Pianeta Migranti Cremona . Il diritto di respirare di George Floyd e di tanti altri.
La morte di George Floyd, soffocato da un poliziotto bianco a Minneapolis, ha scatenato la più grande ondata di proteste della comunità nera dai tempi di Martin Luther King. Le manifestazioni antirazziste avvenute in tutto il mondo hanno richiamato il principio dell’uguale dignità di ogni essere umano senza alcuna esclusione e quindi anche per i tanti migranti, africani e non, che affogano nel Mediterraneo o che subiscono gravi violazioni dei diritti umani nell’indifferenza collettiva.
George Floyd, afroamericano e cittadino della nazione più potente del mondo incarna il destino di chi è stato reso povero nella dignità da una catena storica di pregiudizi e di segregazione, fatta propria dall’attuale presidente degli Stati Uniti.
Le decine di migliaia di persone che hanno manifestato la propria indignata protesta per la sua sorte di nero inerme soffocato da un poliziotto bianco, immobile e sordo alla legge e alle suppliche, ritengono che a nessuno essere umano di qualsiasi razza, debba essere tolto il diritto di respirare. Il pensiero, allora, va a tutti coloro che, ad ogni latitudine, vengono soffocati nel loro anelito alla libertà e subiscono violazioni tali fino ad essere privati del respiro fisico, cioè della vita.

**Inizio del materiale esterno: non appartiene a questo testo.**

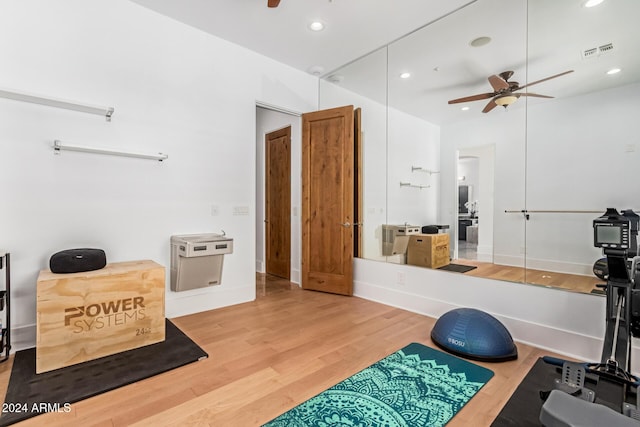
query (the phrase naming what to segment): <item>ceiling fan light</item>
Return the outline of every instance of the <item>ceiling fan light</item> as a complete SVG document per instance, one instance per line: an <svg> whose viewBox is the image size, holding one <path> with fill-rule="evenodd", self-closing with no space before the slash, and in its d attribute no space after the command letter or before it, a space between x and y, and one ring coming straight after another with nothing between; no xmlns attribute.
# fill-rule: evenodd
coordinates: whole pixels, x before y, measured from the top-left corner
<svg viewBox="0 0 640 427"><path fill-rule="evenodd" d="M607 71L607 74L611 76L613 74L618 74L620 71L622 71L620 68L612 68L609 71Z"/></svg>
<svg viewBox="0 0 640 427"><path fill-rule="evenodd" d="M493 102L495 102L498 105L507 106L507 105L513 104L517 100L518 100L518 97L515 95L505 95L505 96L496 98Z"/></svg>

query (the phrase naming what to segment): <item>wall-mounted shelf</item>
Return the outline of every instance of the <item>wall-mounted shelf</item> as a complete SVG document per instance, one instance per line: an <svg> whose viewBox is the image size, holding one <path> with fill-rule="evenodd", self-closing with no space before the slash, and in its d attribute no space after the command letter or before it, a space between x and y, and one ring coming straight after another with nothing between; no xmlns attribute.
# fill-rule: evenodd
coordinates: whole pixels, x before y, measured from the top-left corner
<svg viewBox="0 0 640 427"><path fill-rule="evenodd" d="M440 171L432 171L431 169L423 168L422 166L411 166L411 172L416 172L416 171L428 173L429 175L440 173Z"/></svg>
<svg viewBox="0 0 640 427"><path fill-rule="evenodd" d="M53 153L60 154L60 151L79 151L81 153L106 154L109 156L120 156L120 157L135 157L137 159L157 160L159 162L163 160L167 160L169 158L168 154L163 154L163 153L158 153L158 154L132 153L128 151L109 150L106 148L81 147L78 145L62 145L61 141L58 141L58 140L53 141Z"/></svg>
<svg viewBox="0 0 640 427"><path fill-rule="evenodd" d="M422 190L423 188L430 188L430 185L419 185L419 184L412 184L410 182L400 182L400 187L411 187L411 188L419 188L420 190Z"/></svg>
<svg viewBox="0 0 640 427"><path fill-rule="evenodd" d="M113 107L101 107L74 101L65 101L62 99L50 98L47 96L35 95L9 89L0 89L0 97L13 99L14 101L30 102L32 104L63 108L65 110L80 111L82 113L97 114L99 116L104 116L108 122L111 121L111 116L113 115L114 111Z"/></svg>

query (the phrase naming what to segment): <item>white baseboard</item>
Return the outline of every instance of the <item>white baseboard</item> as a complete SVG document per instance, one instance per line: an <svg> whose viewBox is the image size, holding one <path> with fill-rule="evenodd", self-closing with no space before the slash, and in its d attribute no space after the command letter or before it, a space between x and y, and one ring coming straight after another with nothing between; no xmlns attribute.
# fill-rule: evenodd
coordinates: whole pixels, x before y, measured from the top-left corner
<svg viewBox="0 0 640 427"><path fill-rule="evenodd" d="M36 325L19 326L11 328L11 353L35 347Z"/></svg>
<svg viewBox="0 0 640 427"><path fill-rule="evenodd" d="M172 292L167 295L165 316L168 319L230 305L242 304L256 298L256 286L252 283L243 287L202 288L186 292Z"/></svg>
<svg viewBox="0 0 640 427"><path fill-rule="evenodd" d="M299 285L300 283L302 283L302 273L300 272L300 270L296 270L296 269L291 270L290 281L292 283L295 283L296 285Z"/></svg>

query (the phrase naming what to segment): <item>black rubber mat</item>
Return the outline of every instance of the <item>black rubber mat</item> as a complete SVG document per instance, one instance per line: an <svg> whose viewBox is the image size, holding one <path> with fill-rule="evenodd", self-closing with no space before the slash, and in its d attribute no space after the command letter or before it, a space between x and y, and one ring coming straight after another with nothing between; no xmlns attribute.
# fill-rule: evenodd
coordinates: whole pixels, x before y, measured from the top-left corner
<svg viewBox="0 0 640 427"><path fill-rule="evenodd" d="M544 404L540 392L553 390L554 380L561 377L562 369L538 359L491 427L540 427L540 410ZM622 385L587 374L584 386L595 391L596 403L621 410Z"/></svg>
<svg viewBox="0 0 640 427"><path fill-rule="evenodd" d="M475 268L478 267L476 267L475 265L448 264L444 267L438 268L438 270L453 271L455 273L466 273L467 271L471 271Z"/></svg>
<svg viewBox="0 0 640 427"><path fill-rule="evenodd" d="M71 403L207 357L168 319L163 342L42 374L36 374L35 348L18 351L0 426L45 412L68 410Z"/></svg>

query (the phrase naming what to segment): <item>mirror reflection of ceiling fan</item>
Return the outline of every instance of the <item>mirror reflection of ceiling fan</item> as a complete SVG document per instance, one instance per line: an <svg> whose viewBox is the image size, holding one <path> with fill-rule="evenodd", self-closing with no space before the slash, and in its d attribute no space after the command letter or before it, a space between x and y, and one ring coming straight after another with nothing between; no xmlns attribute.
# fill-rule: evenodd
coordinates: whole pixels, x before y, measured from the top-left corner
<svg viewBox="0 0 640 427"><path fill-rule="evenodd" d="M533 86L538 83L546 82L547 80L555 79L556 77L564 76L565 74L573 73L573 70L565 71L564 73L556 74L554 76L549 76L541 80L537 80L535 82L528 83L524 86L520 86L520 83L509 81L511 76L513 76L513 71L504 71L498 75L489 76L489 83L493 88L493 92L481 93L479 95L465 96L464 98L452 99L449 101L449 104L459 104L461 102L469 102L469 101L479 101L481 99L491 98L491 101L484 107L482 110L483 113L488 113L493 110L496 106L502 105L504 108L507 108L509 105L513 104L520 98L521 96L533 96L536 98L553 98L553 96L547 95L539 95L537 93L525 92L525 93L516 93L516 91L520 89L524 89L525 87Z"/></svg>
<svg viewBox="0 0 640 427"><path fill-rule="evenodd" d="M280 4L280 0L267 0L267 6L269 7L278 7Z"/></svg>

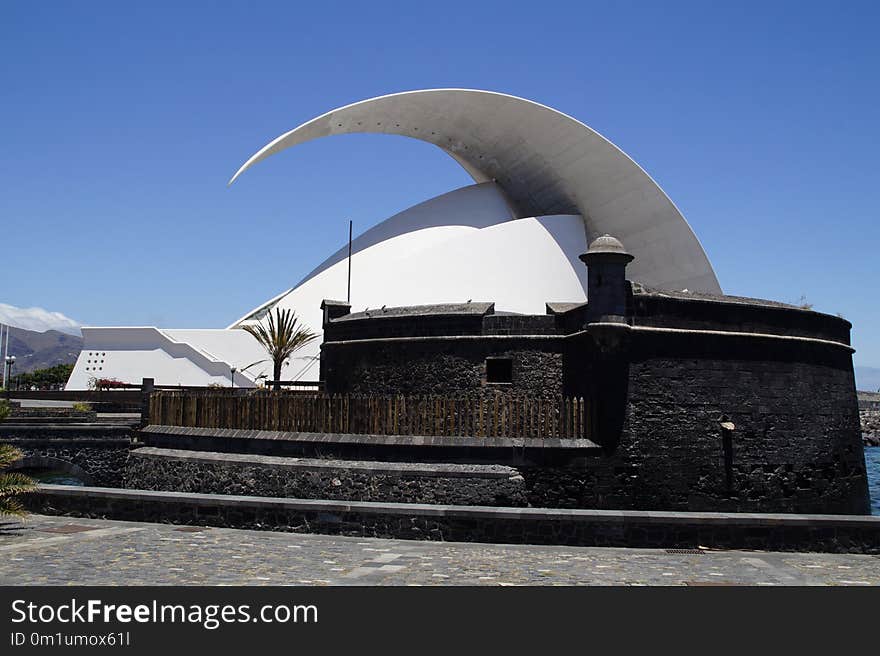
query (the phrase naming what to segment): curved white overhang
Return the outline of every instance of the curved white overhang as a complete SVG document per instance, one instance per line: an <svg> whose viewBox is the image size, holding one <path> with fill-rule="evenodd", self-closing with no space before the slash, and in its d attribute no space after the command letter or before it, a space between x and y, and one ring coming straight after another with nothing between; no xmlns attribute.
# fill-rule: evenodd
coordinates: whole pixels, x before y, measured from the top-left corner
<svg viewBox="0 0 880 656"><path fill-rule="evenodd" d="M720 293L706 254L673 202L623 151L555 109L473 89L408 91L334 109L278 137L236 172L320 137L380 133L432 143L477 182L494 180L517 217L580 214L588 241L610 233L635 255L628 277Z"/></svg>

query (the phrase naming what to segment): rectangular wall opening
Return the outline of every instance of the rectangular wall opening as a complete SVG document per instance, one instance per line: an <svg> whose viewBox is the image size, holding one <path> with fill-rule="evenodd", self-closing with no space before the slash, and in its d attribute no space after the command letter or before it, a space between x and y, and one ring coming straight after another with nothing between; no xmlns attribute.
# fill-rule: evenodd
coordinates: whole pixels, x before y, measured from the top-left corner
<svg viewBox="0 0 880 656"><path fill-rule="evenodd" d="M487 383L512 383L513 358L486 358Z"/></svg>

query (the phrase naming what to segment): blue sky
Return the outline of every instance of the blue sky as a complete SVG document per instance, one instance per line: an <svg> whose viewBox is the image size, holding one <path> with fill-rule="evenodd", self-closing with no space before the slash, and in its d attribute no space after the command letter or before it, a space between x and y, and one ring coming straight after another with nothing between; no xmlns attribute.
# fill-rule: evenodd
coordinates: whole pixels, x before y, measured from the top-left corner
<svg viewBox="0 0 880 656"><path fill-rule="evenodd" d="M682 210L725 291L853 322L880 367L875 2L100 3L0 9L0 302L222 327L470 180L398 137L259 147L363 98L474 87L575 116Z"/></svg>

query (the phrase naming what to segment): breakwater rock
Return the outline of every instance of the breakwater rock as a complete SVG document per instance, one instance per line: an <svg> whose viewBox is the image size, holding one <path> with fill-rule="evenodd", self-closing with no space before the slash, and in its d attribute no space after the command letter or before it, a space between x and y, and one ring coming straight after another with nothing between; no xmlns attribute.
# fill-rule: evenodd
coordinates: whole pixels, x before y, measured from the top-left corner
<svg viewBox="0 0 880 656"><path fill-rule="evenodd" d="M862 442L865 446L880 446L880 410L861 410Z"/></svg>

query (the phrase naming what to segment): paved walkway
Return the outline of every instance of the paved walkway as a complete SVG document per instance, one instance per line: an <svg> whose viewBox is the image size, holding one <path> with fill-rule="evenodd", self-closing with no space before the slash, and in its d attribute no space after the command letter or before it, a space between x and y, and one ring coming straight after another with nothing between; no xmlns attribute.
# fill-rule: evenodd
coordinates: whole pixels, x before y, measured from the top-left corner
<svg viewBox="0 0 880 656"><path fill-rule="evenodd" d="M880 585L880 557L417 542L31 515L0 523L0 584Z"/></svg>

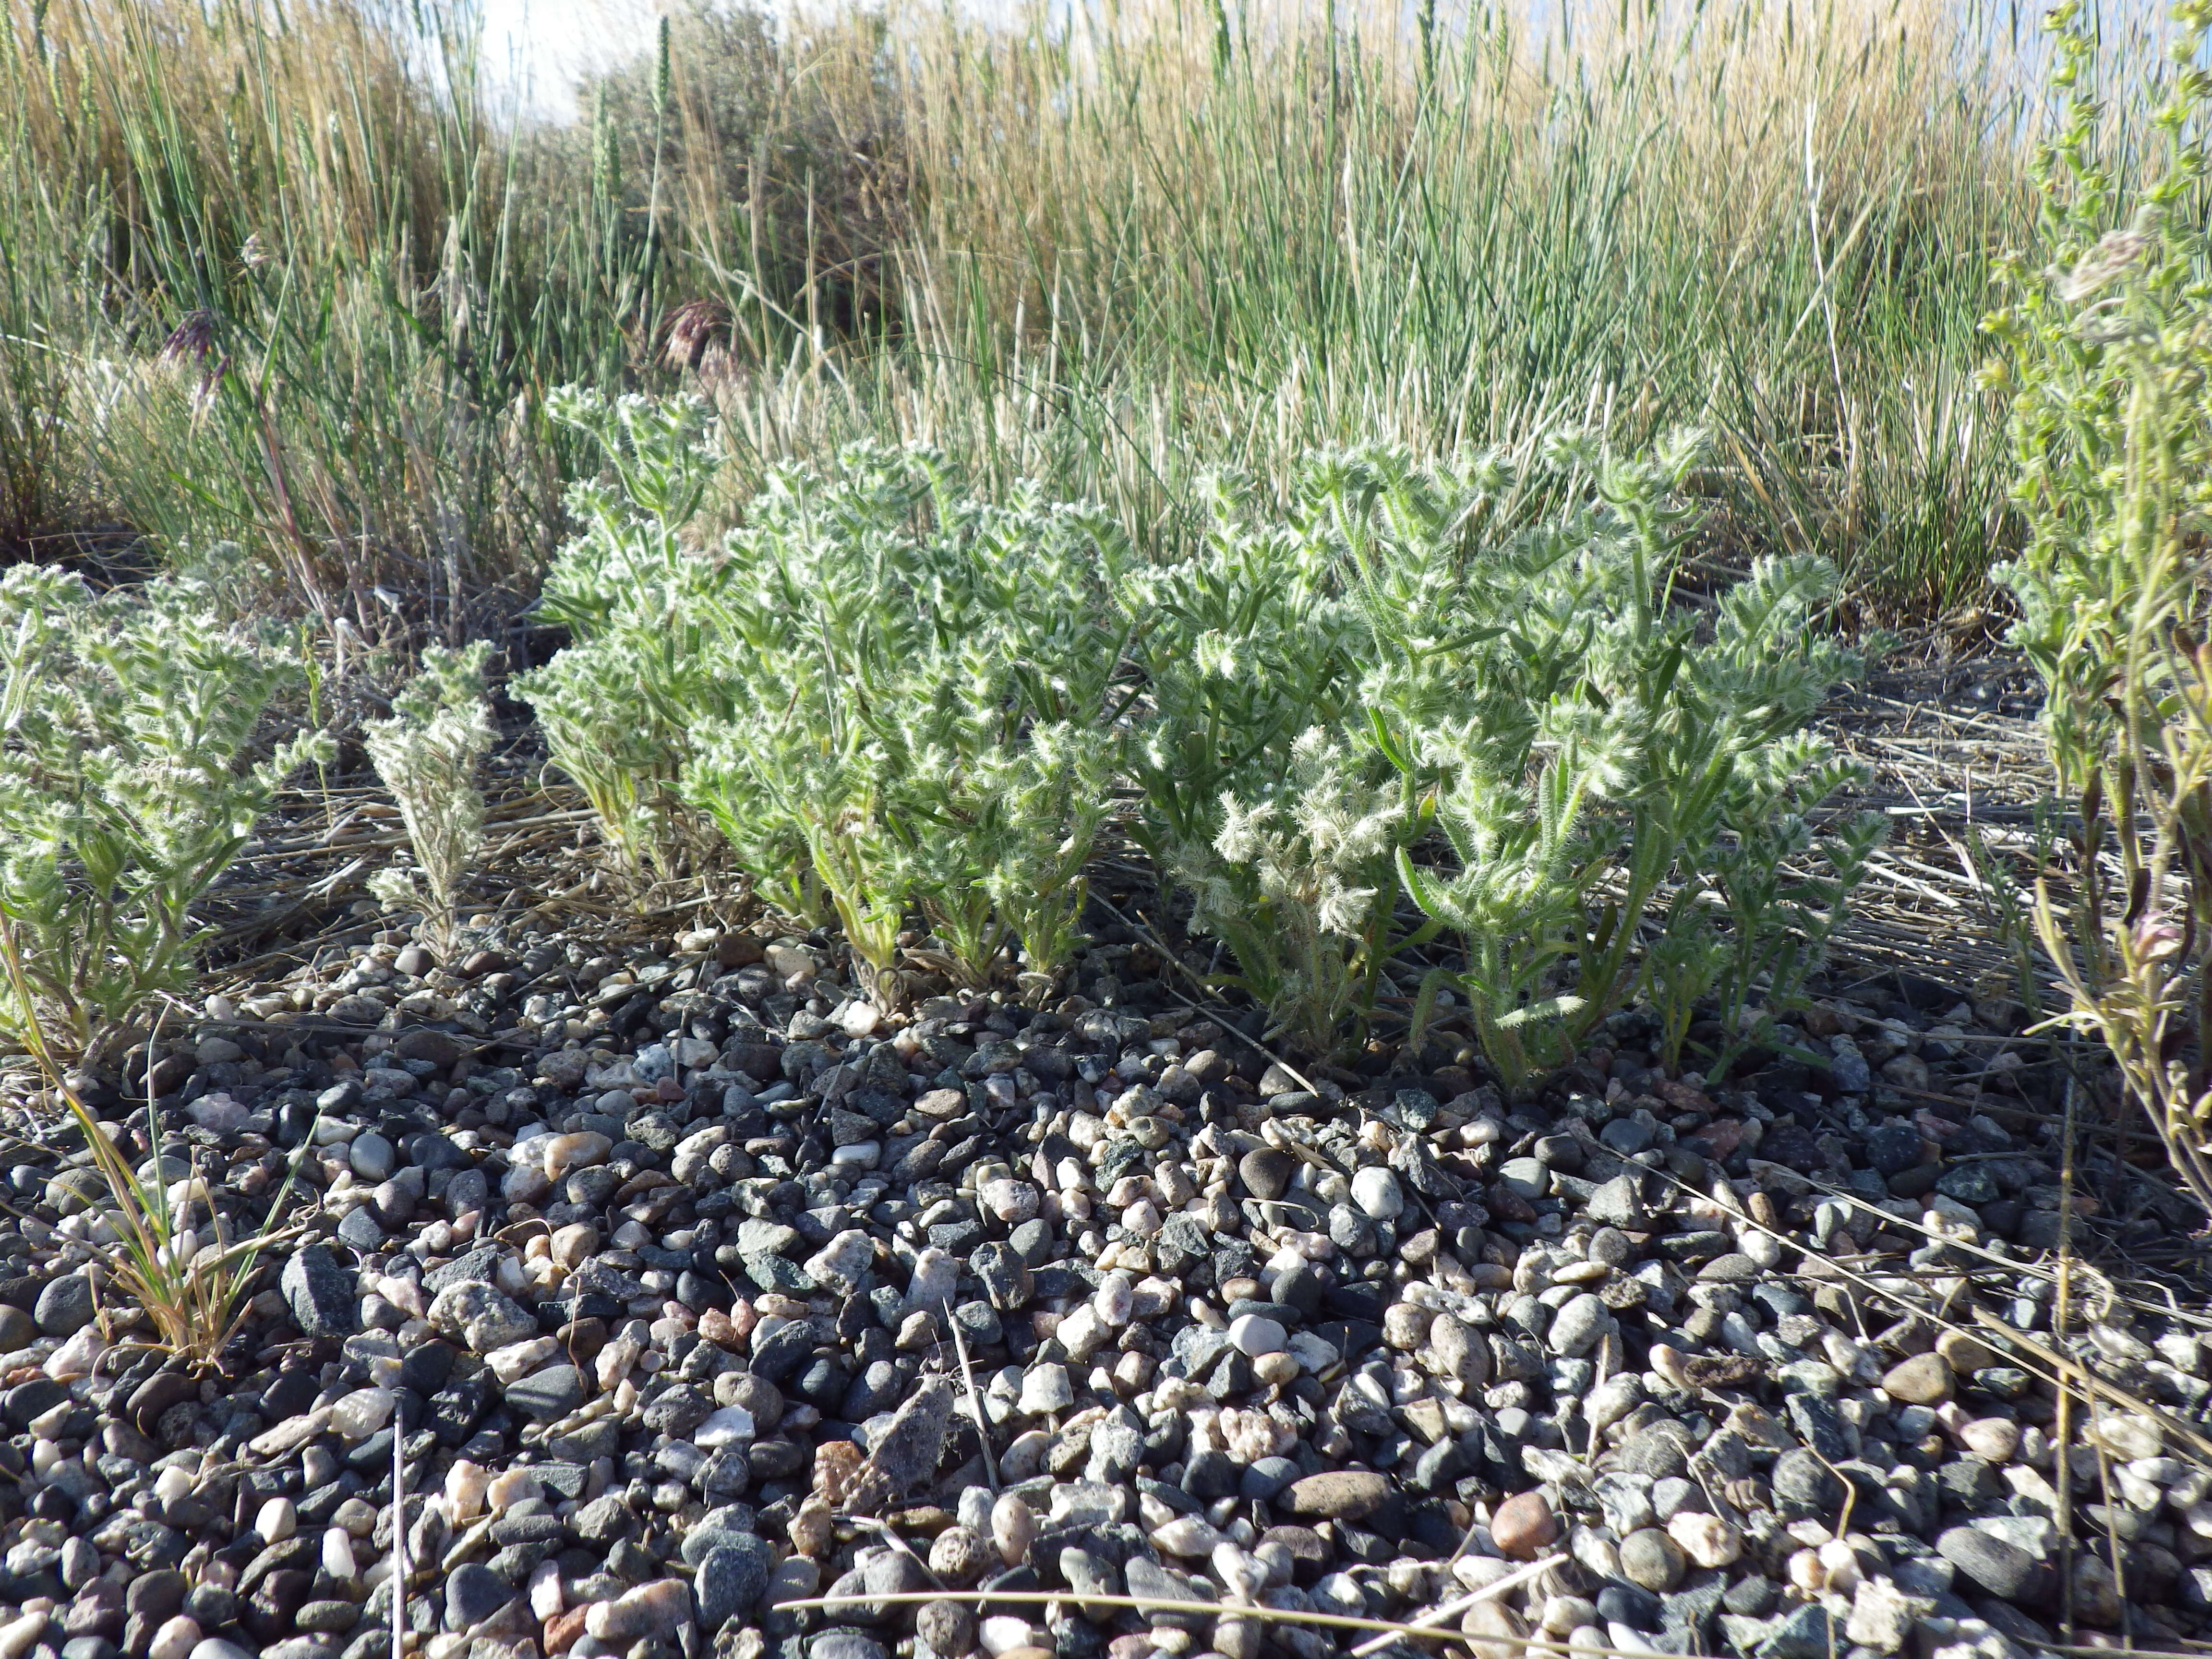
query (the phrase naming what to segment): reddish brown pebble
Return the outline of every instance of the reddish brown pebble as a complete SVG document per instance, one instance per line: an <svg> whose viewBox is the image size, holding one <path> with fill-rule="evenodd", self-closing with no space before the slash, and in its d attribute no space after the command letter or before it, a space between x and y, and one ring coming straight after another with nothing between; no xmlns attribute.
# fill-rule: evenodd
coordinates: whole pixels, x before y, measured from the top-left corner
<svg viewBox="0 0 2212 1659"><path fill-rule="evenodd" d="M1559 1517L1540 1492L1507 1498L1490 1520L1491 1541L1516 1561L1534 1560L1536 1552L1559 1535Z"/></svg>
<svg viewBox="0 0 2212 1659"><path fill-rule="evenodd" d="M545 1651L566 1653L574 1647L576 1638L584 1633L584 1615L590 1611L588 1607L570 1607L548 1619L545 1621Z"/></svg>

Le guerre, le torture, i lager, i genocidi, i naufragi in mare di migliaia e migliaia di migranti, nel silenzio civile e politico (oggi sulle coste della Tunisia oltre 30 dispersi in mare) meriterebbero altrettante piazze e proteste e una platea di indignazione globale! Ma non è così. Tutto tace nell’abbandono.
C’è però un gesto ‘forte’ che ricorre nelle piazze per George Floyd e che è denso di significato: l’inginocchiarsi in segno di protesta per un uomo morto ingiustamente, sotto le ginocchia di un poliziotto. Un gesto ripetuto da molti americani mentre ascoltavano l’inno nazionale, per nove minuti: il tempo dell’agonia di Floyd. Simbolicamente, è il piegarsi accanto a chi cade ed è sopraffatto dal potere, dalla violenza, dall’ingiustizia. Questo gesto, diventato ‘virale’ sui social e sulle piazze, trova una corrispondenza reale ogni volta che ciascuno di noi si china su chi è in situazione di difficoltà o pericolo. Nella vita concreta non esiste solo l’aggressività di chi si curva per uccidere il debole, ma anche il gesto nonviolento di chi si piega perché l’altro, stringendosi al suo collo, possa rialzarsi. E’ per questo che a Lampedusa, in altri posti e in diversi modi, migliaia di persone, ogni giorno, tra tante ostilità tentano di offrire accoglienza ai profughi e ai migranti con l’aiuto di associazioni e avvocati che ne assumono la difesa legale.
Diceva Ghandi: “Siate voi il cambiamento che volete vedere nel mondo”.
Certamente tutti noi possiamo essere seme di qualcosa di nuovo, di diverso. Basta saper decidere se accanto a una persona che muore si sta in ginocchio in soggezione a chi lo sta uccidendo, o inginocchiati con pena e compassione, solidali. Questo vale per i singoli, le comunità, le istituzioni, i rapporti internazionali.
Per noi europei poi, l’inginocchiarci in omaggio a un uomo nero oppresso dovrebbe significare anche una dissociazione netta da quella superiorità culturale che nel corso della storia ci ha reso colonizzatori, fautori dello schiavismo dei popoli africani che abbiamo dominato e saccheggiato per secoli interi. Una pratica che, in altre forme, perdura anche oggi, attraverso lo sfruttamento delle risorse dei paesi africani.
Se poi ridotti in povertà loro fuggono in Europa allora, facciamo di tutti per respingerli. Tutto ciò dimostra che come occidentali non abbiamo ripudiato del tutto quella pagina nera della storia, e che siamo parte del problema.